On the other side of the conversation:
“Look; there’s no question that the current system is deeply exploitative and deeply problematic. I guess my baseline worry is many people – I think people in good faith – see the exploitation, and they say the answer is to pay these young athletes some amount of money while they’re playing football or basketball.
I look, and I say the answer is to make sure that these young men – and with the revenue generated in sports, it’s typically young men – that they get the thing that they were promised that was of value. That is to say they get a college degree that was of value.”
As a result of the debate, and high-profile cases such as Ed O’Bannon vs. the NCAA, state legislators moved to circumvent the strict NIL guidelines of the NCAA.

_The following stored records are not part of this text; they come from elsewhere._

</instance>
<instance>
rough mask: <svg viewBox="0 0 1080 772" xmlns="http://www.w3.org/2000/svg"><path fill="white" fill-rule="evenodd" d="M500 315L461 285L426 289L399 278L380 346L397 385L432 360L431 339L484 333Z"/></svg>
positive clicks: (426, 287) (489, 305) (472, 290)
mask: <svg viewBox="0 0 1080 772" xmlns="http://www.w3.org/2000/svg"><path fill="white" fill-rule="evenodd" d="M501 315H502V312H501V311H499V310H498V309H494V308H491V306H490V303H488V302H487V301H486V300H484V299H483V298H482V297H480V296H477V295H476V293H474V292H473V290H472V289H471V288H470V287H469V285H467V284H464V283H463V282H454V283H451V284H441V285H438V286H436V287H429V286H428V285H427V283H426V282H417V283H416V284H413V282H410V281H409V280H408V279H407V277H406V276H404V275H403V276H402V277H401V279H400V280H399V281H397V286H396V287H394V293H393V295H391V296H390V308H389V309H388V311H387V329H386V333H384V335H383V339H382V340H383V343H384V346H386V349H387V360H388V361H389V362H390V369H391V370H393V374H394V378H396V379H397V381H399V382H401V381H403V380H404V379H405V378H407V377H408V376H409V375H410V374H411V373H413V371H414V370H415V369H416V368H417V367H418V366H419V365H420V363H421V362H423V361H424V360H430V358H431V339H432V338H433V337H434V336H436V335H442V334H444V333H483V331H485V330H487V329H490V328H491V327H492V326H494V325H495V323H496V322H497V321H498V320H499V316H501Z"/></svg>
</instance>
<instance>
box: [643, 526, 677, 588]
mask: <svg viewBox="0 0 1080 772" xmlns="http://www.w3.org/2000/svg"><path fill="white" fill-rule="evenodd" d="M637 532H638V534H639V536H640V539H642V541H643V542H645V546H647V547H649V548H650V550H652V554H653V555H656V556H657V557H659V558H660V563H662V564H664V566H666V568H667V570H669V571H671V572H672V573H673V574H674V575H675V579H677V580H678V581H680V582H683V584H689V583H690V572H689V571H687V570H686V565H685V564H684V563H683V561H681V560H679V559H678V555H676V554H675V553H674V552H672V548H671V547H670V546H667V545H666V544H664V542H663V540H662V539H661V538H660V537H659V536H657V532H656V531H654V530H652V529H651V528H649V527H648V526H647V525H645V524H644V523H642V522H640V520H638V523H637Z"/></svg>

California led the charge with the Fair Pay to Pay Act
Under this legislation, student-athletes are free to enter into any endorsersement deals pertaining to their name, image, and likeness they see fit. In 2022, Governor Gavin Newsom said:
“California led the charge against the unjust power imbalance in college sports, launching a national movement and spurring long-overdue changes in this multibillion-dollar enterprise. I’m proud to build on our leadership with today’s legislation to expand and protect our college athletes’ rights to reap the rewards from their sacrifices and success.”
Soon after, other state legislatures took similar actions
Alabama, Connecticut, Florida, Georgia, Illinois, Kentucky, Mississippi, New Mexico, Ohio, Oregon, Pennsylvania, Tennessee, and Texas followed in the footsteps of California, although with some variations in certain states.
For example, unlike California, Texas’ new NIL laws place restrictions on the types of endorsement deals a student-athlete may strike up, with prohibitions in this area including cigarette, alcohol, gambling, and other similarly vice-affiliated brands.
Currently, many other states around the country are also crafting and amending laws pertaining to NIL compensation rights for college players.
The NCAA responded to new state laws with an interim policy
Prior to these new state NIL laws, the NCAA policy was the “law of the land,” in a manner of speaking. Since they’ve come into play, however, the NCAA’s authority to establish and enforce policies around NIL and pay-to-play has been eroded.
So, in 2021, the NCAA released an interim NIL policy to be used in conjunction with the current bylaws.
At a high-level, the guidelines as a whole direct student-athletes to follow the laws established by their state. In the absence of any NIL-specific legislation, student-athletes must abide by current NCAA NIL-related bylaws to achieve and/or maintain eligibility, as well as avoid other penalties.
At the time of the release of that policy, NCAA President Mark Emmert said:
“This is an important day for college athletes since they all are now able to take advantage of name, image and likeness opportunities. With the variety of state laws adopted across the country, we will continue to work with Congress to develop a solution that will provide clarity on a national level. The current environment — both legal and legislative — prevents us from providing a more permanent solution and the level of detail student-athletes deserve.”
The future of NCAA NIL rules
As evidenced by Emert’s 2021 comments, the NCAA is making no secret of the fact it intends to pursue legislative “clarity” at the national level through Congress.
Additionally, a few states that made sweeping legislative changes in favor of college athletes receiving compensation for name, image, and likeness are now pursuing amendments to roll back those laws (in part or in full). For instance, the state of Alabama fully repealed its NIL law in early 2022.
Needless to say, the conversation around NIL rules and enforcement in college athletics is one very much still in motion, both at the NCAA and state legislature level.